At first, she says, the Russians behaved: "They said they had come for three days." But the war went on, and they started to loot. Clothing, shoes, alcohol, gold, money. They shot TV screens for no reason.
They feared there were spies among the Ukrainians. Aleksandrova says her nephew was detained on March 7 after being spotted filming destroyed tanks with his phone. He was accused of being a Ukrainian nationalist. Four days later, he was found in a basement, shot in the ear.
Days later, thinking the Russians were gone, Aleksandrova and a neighbor slipped out to shutter nearby homes and protect them from looting. The Russians caught them and took them to a basement.
"They asked us, 'Which type of death do you prefer, slow or fast?'" Grenade or gun?
"I told them I didn't want to die," she says. They were given 30 seconds to decide.
Suddenly the soldiers were called away, leaving Aleksandrova and her neighbor shaken but alive.
"I'm not saying everyone was crazy, but some were very bad people," she says. "Soldiers should have some dignity. They were just a gang of thieves."
The Russians became desperate when it became clear they wouldn't be able to move on Kyiv, says Sergei Radetskiy, who noticed fewer organized troop movements in the occupation's final days. The soldiers were just thinking about how to loot and get out. They were more nervous and aggressive.
"They needed to kill someone," he says. "And killing civilians is very easy."
In a silent neighborhood, the gate of a home is open. An elderly woman in a fur coat lies in the front doorway, face down. A dog, one of many roaming the streets, stands beside her and yips. Inside, curled on the worn wooden floor under the kitchen table, is another elderly woman.
No one seems to know how they died. They have been lying there since March 5, says a neighbor, Sergiy. "Shock is not enough to describe it." He believes a Russian sniper shot them at a distance.
Around the corner, on an empty street, a woman in a knitted cap watches from her gate. At a muffled blast from distant de-mining operations, she ducks in terror, grabbing her head. Then she sighs.
Valentyna Nekrutenko is 63 and spent the occupation with her husband, who is so ill he can barely stand. He lies on a mattress on their living room floor under blankets. Nekrutenko believes the war has shaken his mind. The dim home around them is scattered, too, with a half-made meal of bread and beetroot neglected near the sink.
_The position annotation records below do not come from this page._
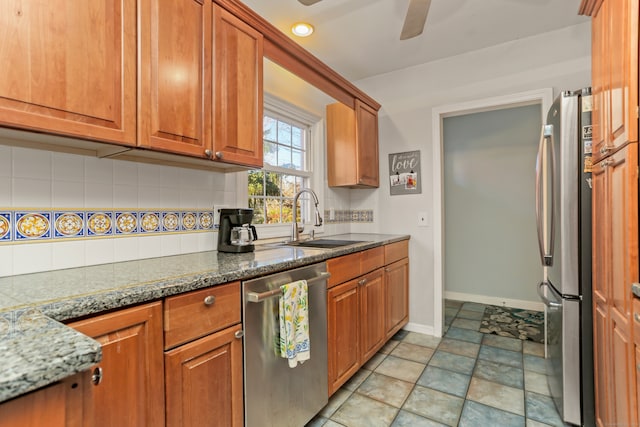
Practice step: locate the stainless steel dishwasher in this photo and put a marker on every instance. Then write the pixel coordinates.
(274, 393)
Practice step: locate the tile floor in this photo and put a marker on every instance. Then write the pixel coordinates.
(465, 378)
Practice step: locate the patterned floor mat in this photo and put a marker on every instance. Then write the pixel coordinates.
(513, 322)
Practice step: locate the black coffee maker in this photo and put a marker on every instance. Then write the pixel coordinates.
(236, 234)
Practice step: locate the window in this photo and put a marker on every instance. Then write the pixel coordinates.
(288, 166)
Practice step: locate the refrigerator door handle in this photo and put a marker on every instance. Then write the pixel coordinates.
(546, 255)
(543, 297)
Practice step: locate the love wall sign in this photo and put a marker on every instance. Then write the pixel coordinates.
(404, 173)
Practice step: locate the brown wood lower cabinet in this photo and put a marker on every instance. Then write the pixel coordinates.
(204, 381)
(365, 311)
(131, 392)
(57, 405)
(396, 278)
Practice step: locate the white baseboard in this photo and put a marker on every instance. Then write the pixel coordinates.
(504, 302)
(419, 328)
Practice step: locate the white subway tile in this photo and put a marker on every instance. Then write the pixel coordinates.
(32, 257)
(5, 191)
(170, 244)
(99, 251)
(31, 193)
(169, 177)
(149, 175)
(33, 164)
(189, 242)
(68, 167)
(6, 260)
(125, 172)
(98, 170)
(150, 246)
(68, 194)
(98, 195)
(6, 159)
(126, 248)
(148, 197)
(170, 198)
(125, 196)
(68, 254)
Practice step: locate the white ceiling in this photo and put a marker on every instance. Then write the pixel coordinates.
(361, 38)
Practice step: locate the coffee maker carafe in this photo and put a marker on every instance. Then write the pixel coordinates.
(236, 234)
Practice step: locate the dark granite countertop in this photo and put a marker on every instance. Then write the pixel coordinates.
(32, 306)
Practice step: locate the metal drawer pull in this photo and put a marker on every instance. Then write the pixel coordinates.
(259, 297)
(96, 376)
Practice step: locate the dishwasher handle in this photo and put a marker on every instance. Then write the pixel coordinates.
(261, 296)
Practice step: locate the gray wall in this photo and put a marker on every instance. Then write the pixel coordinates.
(490, 235)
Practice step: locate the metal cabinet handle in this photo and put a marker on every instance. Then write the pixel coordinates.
(96, 376)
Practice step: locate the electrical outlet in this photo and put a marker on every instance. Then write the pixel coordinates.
(422, 219)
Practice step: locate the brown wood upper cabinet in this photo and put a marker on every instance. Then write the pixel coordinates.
(70, 68)
(352, 145)
(200, 82)
(614, 76)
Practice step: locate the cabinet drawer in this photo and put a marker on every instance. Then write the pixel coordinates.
(198, 313)
(343, 268)
(371, 259)
(396, 251)
(636, 320)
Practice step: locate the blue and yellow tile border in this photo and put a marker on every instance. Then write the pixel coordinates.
(44, 225)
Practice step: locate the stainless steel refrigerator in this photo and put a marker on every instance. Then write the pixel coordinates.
(563, 215)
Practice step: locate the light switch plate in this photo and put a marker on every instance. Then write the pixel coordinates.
(422, 219)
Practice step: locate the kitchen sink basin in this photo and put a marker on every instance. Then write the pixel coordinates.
(324, 243)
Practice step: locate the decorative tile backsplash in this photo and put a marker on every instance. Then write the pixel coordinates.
(345, 216)
(47, 225)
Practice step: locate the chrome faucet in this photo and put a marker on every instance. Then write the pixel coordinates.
(295, 232)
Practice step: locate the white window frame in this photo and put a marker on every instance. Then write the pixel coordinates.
(315, 174)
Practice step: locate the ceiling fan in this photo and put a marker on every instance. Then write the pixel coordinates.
(413, 22)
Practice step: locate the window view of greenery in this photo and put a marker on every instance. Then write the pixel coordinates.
(271, 189)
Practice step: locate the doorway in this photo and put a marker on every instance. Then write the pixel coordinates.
(476, 262)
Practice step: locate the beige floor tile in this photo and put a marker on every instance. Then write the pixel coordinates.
(414, 352)
(496, 395)
(386, 389)
(422, 339)
(401, 369)
(360, 411)
(463, 348)
(335, 401)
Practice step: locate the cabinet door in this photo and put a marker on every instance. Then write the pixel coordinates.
(372, 314)
(367, 151)
(70, 68)
(343, 332)
(622, 53)
(57, 405)
(237, 93)
(204, 382)
(175, 76)
(131, 392)
(599, 83)
(623, 410)
(396, 280)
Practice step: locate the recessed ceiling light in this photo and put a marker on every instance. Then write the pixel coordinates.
(302, 29)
Nekrutenko says she watched the Russians break into the house across the street. A piece of a mortar shell pierced her roof. Limping, not so well herself, she never went far, only going out for water.
Cut off for so long, she doesn't know about the bodies of the elderly women a few houses away. She doesn't know why the horrified world has come to her town to document the dead.
"Why come here?" Nekrutenko asks, honestly puzzled. "There's nothing important about Bucha."